Ortaçağda ise  artık  giyimde ihtiyacın değil, süslenmenin  ön plâna çıktığını  görüyoruz. Artık insanoğlu, kendini olduğundan daha güzel göstermek hevesine kapılmıştır. O çağlarda bilhassa işlemeli elbiseler çok modaydı. Asil sınıflara mensup erkekler kadife üzerine simle işlenmiş zengin elbiseler giyiyorlardı. Kürkten, deriden yapılma geniş, bilekten bağlı ayakkabıların yerini ayağa nispeten uyan pabuçlar aldı.Bu zamanda çocuklarda büyükler gibi giyiniyordu.

18.yüzyıla gelindiğinde giyim, hareketli hayata uygun bir şekilde düzenlenmiştir. Beller artık yukarıdan dikiliyordu, yakalar çok açıktı. Avrupa kraliçeleri kendilerine yakışacak elbiseleri seçip giyiyorlardı, ve  kısa zaman sonra moda oluyordu. Erkeklerde de durum aynıydı. Asillerin giydikleri elbiseler derhal diğer erkekler arasında yayılıyordu. Erkekler anca pantolon giymeye 18. yüzyılın sonlarında başlamışlardır.

 

20..yüzyıla gelindiğinde kadınlar artık vücutlarını ince göstermek için korse giymeye başlamışlardı. İlk kısa etekler 1909’da görüldü. Geniş kenarlı, renkli tüylü şapkalar giyiyorlardı. 1914’ten sonra kadınların bacakları elbise eteği altında gizlenmekten çıkmıştı artık. Pabuç ve çorapların elbise rengine uymasına özellikle  dikkat ediliyordu. 1913’te ise dar etek modası başladı. Ve bu yıllarda sinemanın giyim üzerinde etkisi görülmeye başladı. Dünyanın her yanında kadınlar sinema yıldızı gibi giyinmek için can atıyorlardı.

Türk kadınları eski devirlerde giyimlerine olan merakları ile tanınmışlardı. Osmanlı İmparatorluğunun parlak dönemlerinde  İstanbul hanımlarının giyimleri dillere destan olmuştu. Gözalıcı harika ipeklerden, kadifelerden yapılmış elbiseler, bugün bile müzelerde hayranlıkla seyrediliyor. Türk kadınlarının sokak kıyafetleri bile Avrupalı kadınlarınkilere hiç benzemiyordu. Kadınlar sokağa çıkarken, bele kadar düğmeli, yandan cepli uzun etekler,feraceler giyerler, yüzlerini de bir peçe ile örterlerdi. Başörtülerinin kumaşları oldukça inceydi, etrafları gösterişli  oyalarla süslenmiş olurdu. Avrupa’ da kadınların en güzel en  zarif giydikleri devirlerde bile İstanbul’a gelen yabancılar, Türk kadınının zarafetine hayran olmuşlardı.

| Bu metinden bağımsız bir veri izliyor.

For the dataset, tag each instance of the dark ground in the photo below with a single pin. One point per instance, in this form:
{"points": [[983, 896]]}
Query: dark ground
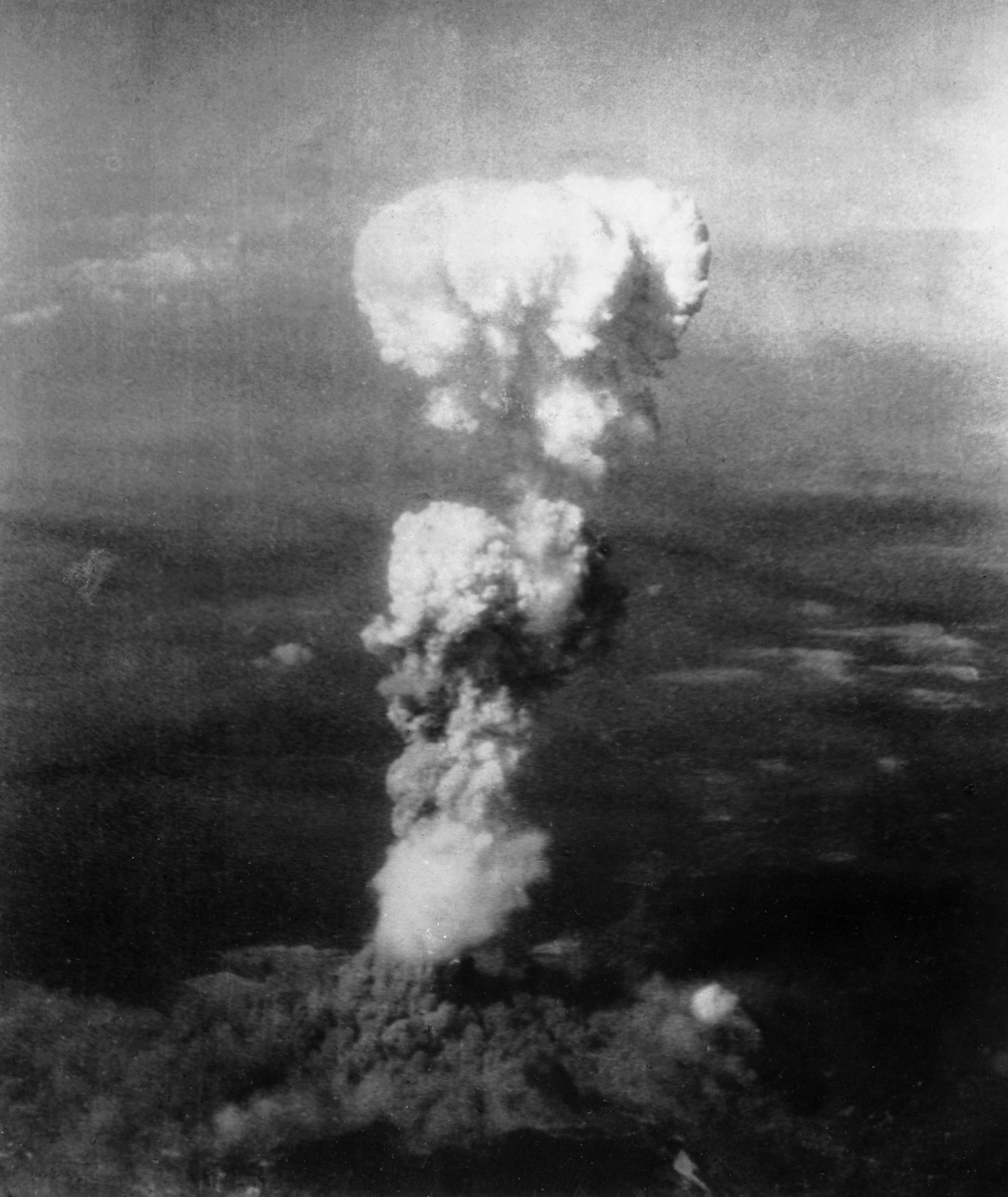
{"points": [[789, 776]]}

Erkek elbiselerine gelince; imparatorluk devrinde her sınıfın kendisine göre özel  bir kıyafeti vardı. 16. yüzyılda Türk kıyafetleri gayet kullanışlı ve rahattı. Erkeklerin gömleklerine «mintan» denirdi. Bunlar yakasız gömleklerdi. Sonradan Avrupa modasına uyularak «devrik yakalı» gömlekler giyildi. Bunlara «Frenk gömlekleri» denildi. Pantolon yerine de geniş paçalı şalvar giyilirdi

.

Ve Atatürk cumhuriyeti kurar kurmaz ilk olarak kıyafetlerimizi ele aldı. Türk kadınını peçeden kurtardı, dünyanın her yanında olduğu gibi, elbise ve manto giyip, yüzü gözü açık sokağa çıkmasına izin verdi. Erkeklerin de göze pek gülünç görünen kıyafetlerini değiştirdi. Şapka inkılâbını yaptı. Fes giymeyi yasak etti.

Ve bizlerde her alanda olduğumuz gibi giyim alanında da modernliğe kavuşmuş olduk.